All your other criticism applies to the original text as much as to my comedy piece.
> The Lisp eval mode and shell interaction are nice, but they are pretty limited to elisp and shell.
No; go and check it out. I specifically wrote about browser REPLs. People wrote REPLs that connect to the browser and let you execute arbitrary JavaScript, as well as transfer HTML and CSS between Emacs and an open page.

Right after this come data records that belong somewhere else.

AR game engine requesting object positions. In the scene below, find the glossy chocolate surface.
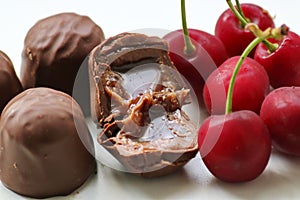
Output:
[0,51,23,115]
[21,13,104,95]
[0,87,96,198]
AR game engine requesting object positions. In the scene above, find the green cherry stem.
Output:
[225,23,289,114]
[226,0,278,53]
[181,0,196,56]
[225,37,264,114]
[235,0,249,22]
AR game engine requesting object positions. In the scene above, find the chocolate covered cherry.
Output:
[0,88,96,198]
[20,13,104,96]
[0,51,23,112]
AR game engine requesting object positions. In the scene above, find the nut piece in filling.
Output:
[0,87,96,198]
[88,33,197,177]
[0,51,23,112]
[20,13,104,95]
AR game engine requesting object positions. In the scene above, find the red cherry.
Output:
[164,29,228,93]
[203,56,270,114]
[215,3,275,57]
[260,87,300,156]
[254,31,300,88]
[198,110,271,182]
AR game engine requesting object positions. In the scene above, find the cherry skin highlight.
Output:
[254,31,300,88]
[198,110,271,182]
[260,87,300,156]
[215,3,275,58]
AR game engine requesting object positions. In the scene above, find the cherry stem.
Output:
[225,37,263,114]
[235,0,249,22]
[181,0,196,56]
[225,23,289,114]
[226,0,278,53]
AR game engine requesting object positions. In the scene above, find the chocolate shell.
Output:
[0,51,23,115]
[0,88,96,198]
[20,13,104,95]
[89,33,198,177]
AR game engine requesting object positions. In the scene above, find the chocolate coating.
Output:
[0,51,23,115]
[20,13,104,95]
[89,33,198,177]
[0,87,96,198]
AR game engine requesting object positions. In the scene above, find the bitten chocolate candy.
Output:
[0,51,23,115]
[0,88,96,198]
[21,13,104,95]
[89,33,198,177]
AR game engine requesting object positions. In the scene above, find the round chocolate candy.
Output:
[0,87,96,198]
[0,51,23,114]
[21,13,104,95]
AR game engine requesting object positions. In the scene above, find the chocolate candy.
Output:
[0,51,23,114]
[88,33,198,177]
[21,13,104,95]
[0,87,96,198]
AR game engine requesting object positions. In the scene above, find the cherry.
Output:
[254,31,300,88]
[260,87,300,156]
[164,0,228,96]
[198,110,271,182]
[215,0,275,57]
[203,56,270,114]
[198,24,280,182]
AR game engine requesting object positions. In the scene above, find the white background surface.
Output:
[0,0,300,200]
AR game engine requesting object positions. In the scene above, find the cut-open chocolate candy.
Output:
[89,33,197,177]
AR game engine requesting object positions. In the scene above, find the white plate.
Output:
[0,0,300,200]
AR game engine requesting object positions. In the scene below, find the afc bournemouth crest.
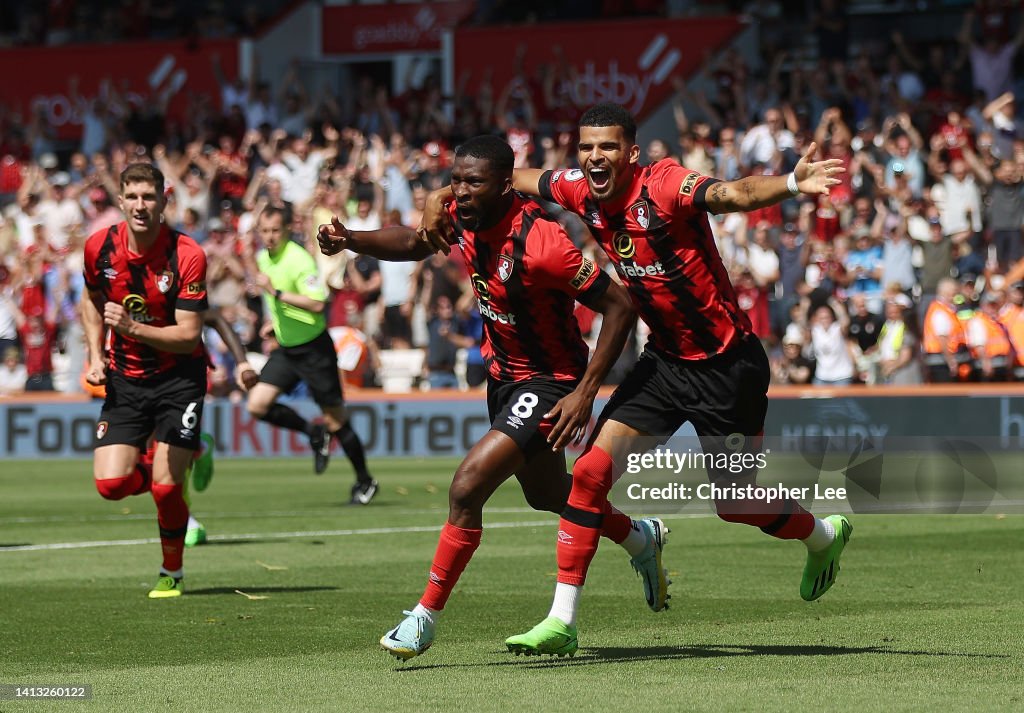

Check out Moz Repl and skewer-mode.
> All the IDE's have evaluation windows that let you run any arbitrary Java code, something that doesn't exist in emacs.
Well Emacs has it too. Just install a Java REPL. Or shell out from inside Emacs, like all the IDEs used to do.
> It's interesting that you don't list the number one (and pretty much only) advantage that emacs has over any other text editor: macros. Macros are pretty much the only reason why I still use emacs today (\C-x(, \C-x) and \C-xe).
Well, I don't find macros that important alone. Their power depends on having complex text selection, navigation and modification tools. Things like reverse incremental search (regexp or regexp-free version, whatever you like), skipping and selecting semantic units (sentences, paragraphs, s-expressions, etc.), expand-region, transposing, sorting, rectangle-operations, etc. And then there are things like ace-jump, multiple-cursors, etc.
The power and convenience of Emacs lies in all those features being readily available everywhere, one key press away. Emacs is a "total greater than sum of its parts" type of editor.